Para transformar este motor a gasolina num motor a hidrogénio, foram mantidos alguns elementos essenciais, como as cabeças dos cilindros e os turbocompressores. As alterações concentram-se principalmente no sistema de injeção, na ignição, na gestão eletrónica e nos pistões, cuja forma e taxa de compressão foram revistas para tirar o máximo partido das caraterísticas do novo combustível.


Mais potente do que um Maserati MC20
A principal novidade desta versão 2026 é a adoção de um sistema de injeção direta de hidrogénio de última geração desenvolvido pela Bosch. Graças a estes injectores especiais, a combustão é mais estável e o desempenho é significativamente melhorado.

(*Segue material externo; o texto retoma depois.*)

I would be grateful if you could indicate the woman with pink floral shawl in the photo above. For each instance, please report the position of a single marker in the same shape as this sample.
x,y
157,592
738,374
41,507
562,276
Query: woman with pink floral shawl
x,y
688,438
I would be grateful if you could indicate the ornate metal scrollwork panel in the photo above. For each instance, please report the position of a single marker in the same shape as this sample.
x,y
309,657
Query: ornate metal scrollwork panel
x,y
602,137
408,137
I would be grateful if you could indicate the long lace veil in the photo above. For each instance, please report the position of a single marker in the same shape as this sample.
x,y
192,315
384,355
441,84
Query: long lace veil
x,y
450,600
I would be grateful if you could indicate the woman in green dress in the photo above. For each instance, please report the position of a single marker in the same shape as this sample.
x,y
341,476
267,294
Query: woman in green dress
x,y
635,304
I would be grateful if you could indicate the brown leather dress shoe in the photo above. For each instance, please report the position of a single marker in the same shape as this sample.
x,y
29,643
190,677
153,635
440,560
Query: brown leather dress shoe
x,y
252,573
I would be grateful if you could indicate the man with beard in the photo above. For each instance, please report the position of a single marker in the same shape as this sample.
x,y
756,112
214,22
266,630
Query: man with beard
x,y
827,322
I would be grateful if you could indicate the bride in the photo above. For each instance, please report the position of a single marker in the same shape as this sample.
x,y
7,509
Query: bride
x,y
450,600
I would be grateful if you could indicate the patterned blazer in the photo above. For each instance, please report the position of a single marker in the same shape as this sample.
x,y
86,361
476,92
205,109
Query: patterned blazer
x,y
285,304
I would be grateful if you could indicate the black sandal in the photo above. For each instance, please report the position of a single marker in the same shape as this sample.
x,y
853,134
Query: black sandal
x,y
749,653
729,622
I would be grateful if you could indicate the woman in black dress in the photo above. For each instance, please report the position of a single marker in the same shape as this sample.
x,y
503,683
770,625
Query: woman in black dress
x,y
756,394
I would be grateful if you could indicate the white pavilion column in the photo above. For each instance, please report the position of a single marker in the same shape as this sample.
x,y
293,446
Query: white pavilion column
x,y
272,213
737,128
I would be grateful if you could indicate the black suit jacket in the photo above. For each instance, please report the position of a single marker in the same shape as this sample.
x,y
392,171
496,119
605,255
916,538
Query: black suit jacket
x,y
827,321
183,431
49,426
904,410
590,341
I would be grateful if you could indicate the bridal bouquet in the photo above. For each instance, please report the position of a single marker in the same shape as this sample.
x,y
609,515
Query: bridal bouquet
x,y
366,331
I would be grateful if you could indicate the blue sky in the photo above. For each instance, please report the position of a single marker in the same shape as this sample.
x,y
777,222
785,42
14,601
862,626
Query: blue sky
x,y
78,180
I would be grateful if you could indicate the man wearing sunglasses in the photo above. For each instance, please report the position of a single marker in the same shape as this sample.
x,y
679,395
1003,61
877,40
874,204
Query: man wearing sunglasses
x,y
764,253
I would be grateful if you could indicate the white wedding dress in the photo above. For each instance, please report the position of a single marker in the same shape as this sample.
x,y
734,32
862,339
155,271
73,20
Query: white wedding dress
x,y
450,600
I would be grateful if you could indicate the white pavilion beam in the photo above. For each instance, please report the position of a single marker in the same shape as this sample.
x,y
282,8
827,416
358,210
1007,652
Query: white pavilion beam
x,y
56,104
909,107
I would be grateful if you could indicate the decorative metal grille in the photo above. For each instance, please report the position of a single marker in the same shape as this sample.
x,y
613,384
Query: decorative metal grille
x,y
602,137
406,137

Com esta nova configuração, o V6 desenvolve cerca de 480 kW, ou seja, quase 650 cv, com um binário máximo de 880 Nm. Estes valores excedem mesmo as prestações padrão do motor Nettuno instalado nos modelos Maserati de produção.

Este projeto é tanto mais interessante quanto não se baseia numa pilha de combustível que alimenta um motor elétrico. O que temos aqui é um motor de combustão interna tradicional, com as suas rotações, o seu carácter mecânico e o seu som caraterístico, mas que funciona com hidrogénio como combustível.
Demonstração de fiabilidade à escala real
O Ligier JS2 RH2 está a atrair tanto interesse porque já não é apenas um laboratório sobre rodas. Desde a sua apresentação oficial nas 24 Horas de Le Mans em 2023, o protótipo acumulou quase 8.000 quilómetros de testes em pista numa grande variedade de condições. A Bosch, a Ligier e a Maserati estão particularmente interessadas em destacar a fiabilidade demonstrada pela combinação motor-veículo. Os vários testes realizados nos últimos anos permitiram que o conceito fosse continuamente aperfeiçoado, aumentando a potência e o binário e reduzindo ainda mais as emissões.
Para a Bosch Motorsport, este trabalho de desenvolvimento representa um passo importante para a democratização de soluções alternativas no desporto motorizado. O objetivo não é apenas criar um demonstrador tecnológico, mas também acelerar a transferência destas inovações para aplicações em estrada.
Voltar às 24 Horas de Le Mans
Os espectadores das 24 Horas de Le Mans 2026 poderão descobrir o Ligier JS2 RH2 durante toda a semana na H2 Village, o espaço dedicado às tecnologias do hidrogénio no famoso circuito de Sarthe. O ponto alto, no entanto, acontecerá no sábado antes do início da corrida, quando o protótipo efectuará uma volta de demonstração ao circuito.

Para a Ligier, este projeto tem também uma dimensão histórica. Jacques Nicolet, Presidente da Ligier Automotive, recorda que o Ligier JS2 original já era alimentado por um motor Maserati V6 de 3 litros e que ganhou o Tour Auto em 1974. Mais de cinquenta anos depois, a associação entre as duas marcas francesas e italianas renasce sob uma forma completamente nova, orientada para a descarbonização do desporto automóvel.